(347 kata) Di tengah kegelapan perang, orang selalu mencari penghiburan dan secercah harapan, sesuatu yang dengan keras akan menyatakan: “Besok akan datang! Jangan menyerah! " Salah satu sumber kekuatan ini selama Perang Dunia II adalah puisi. Garis-garis persis yang menghantam hati setiap pembela Tanah Air, yang mereka tanggapi dengan segudang suara, bahwa mereka menjadi lagu dan membantu untuk bergerak maju. Kreativitas penyair masa perang masih menggairahkan kesadaran orang. Mari kita ingat beberapa dari mereka yang menciptakan puisi selama periode perjuangan berdarah.
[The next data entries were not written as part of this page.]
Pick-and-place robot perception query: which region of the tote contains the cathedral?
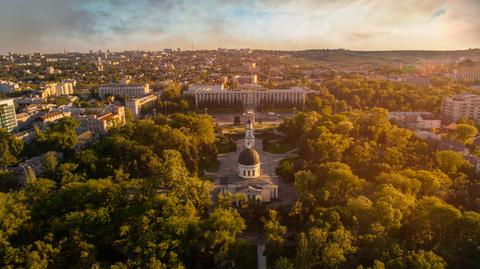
[221,114,278,202]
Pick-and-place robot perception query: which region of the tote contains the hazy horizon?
[0,0,480,54]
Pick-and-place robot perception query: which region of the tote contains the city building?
[233,74,258,85]
[220,116,278,203]
[452,60,480,81]
[84,106,125,135]
[41,82,73,98]
[98,83,150,98]
[183,85,313,108]
[55,82,73,96]
[0,80,20,93]
[442,94,480,121]
[389,111,442,130]
[0,99,18,132]
[401,76,430,87]
[34,111,72,128]
[125,94,157,119]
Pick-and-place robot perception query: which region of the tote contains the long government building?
[183,84,314,107]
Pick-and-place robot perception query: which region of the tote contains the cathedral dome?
[238,149,260,165]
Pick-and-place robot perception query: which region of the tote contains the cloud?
[432,8,445,18]
[0,0,480,53]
Puisi-puisi Konstantin Simonov memukau dengan kejujuran mereka, kerinduan yang meriah, yang tak terelakkan berteriak dalam setiap kata. Karya-karyanya dekat dan dapat dimengerti oleh setiap orang yang dikalahkan oleh perang, karena itu tentang mereka, itu adalah kenyataan mereka. Sekarang baris-baris penulis ini sangat dikenal oleh semua orang dari puisi-puisi ini: "Tunggu aku, dan aku akan kembali ...", "Apakah kamu ingat, Alyosha, jalan-jalan Smolensk ...", "Jika rumahmu sayang kepadamu ...", "Surat terbuka", "Mayor membawa anak itu ke kereta api ... ". Penyair Musa Jalil menunjukkan perang sebagaimana adanya, dengan kekotorannya yang kotor, kusam, dan liar, darah mengalir dari garis-garis puisinya, air mata mengalir dan tangisan menyayat hati orang-orang tak berdosa meledak, tetapi mereka juga dipenuhi dengan seruan memekakkan telinga untuk menuju kemenangan tanpa syarat. Karya-karya paling menonjol dari Jalil: "Barbarisme", "Stoking", "Musim Semi di Eropa" dan lainnya. Penyair garis depan Soviet Yulia Drunina tahu bagaimana menghargai persahabatan, sangat mencintai tanah airnya, tahu harga kehidupan, berada di ambang kematian pada tahun 1943. Namun, nasibnya tragis - Drunina melakukan bunuh diri pada tahun 1991, gagal untuk berdamai dengan runtuhnya Uni Soviet dan runtuhnya cita-cita sosial. Dari puisinya tentang tahun-tahun perang, orang dapat membedakan: "Zinka", "Saya tidak datang dari masa kanak-kanak - dari perang", "Ada tempat-tempat suci di Rusia ...", "Saya telah melihat pertarungan tangan kosong berkali-kali." Seseorang tidak dapat gagal menyebut Alexander Twardowski, karya puisinya yang terkenal “Vasily Terkin”, “Saya terbunuh di bawah Rzhev”, “Ada nama-nama dan ada tanggal seperti itu ...” dan lainnya. Perlu dicatat puisi perang yang tulus dan penuh harapan dari penyair dan penyair hebat Bulat Okudzhava, seperti "Dan Anda dan saya, saudara, dari infanteri", "Lagu Tentara Lama", "Selamat Tinggal Anak Laki-Laki".
Saya ingin mengakhiri dengan sebuah baris dari puisi penyair garis depan yang luar biasa lainnya, yang meninggal dalam perang, Georgy Suvorov, dengan kata-kata yang menjadi, mungkin, slogan setiap orang yang membela tanah airnya dalam Perang Patriotik Besar: "... Kami hidup di zaman yang baik sebagai manusia - Dan untuk orang-orang".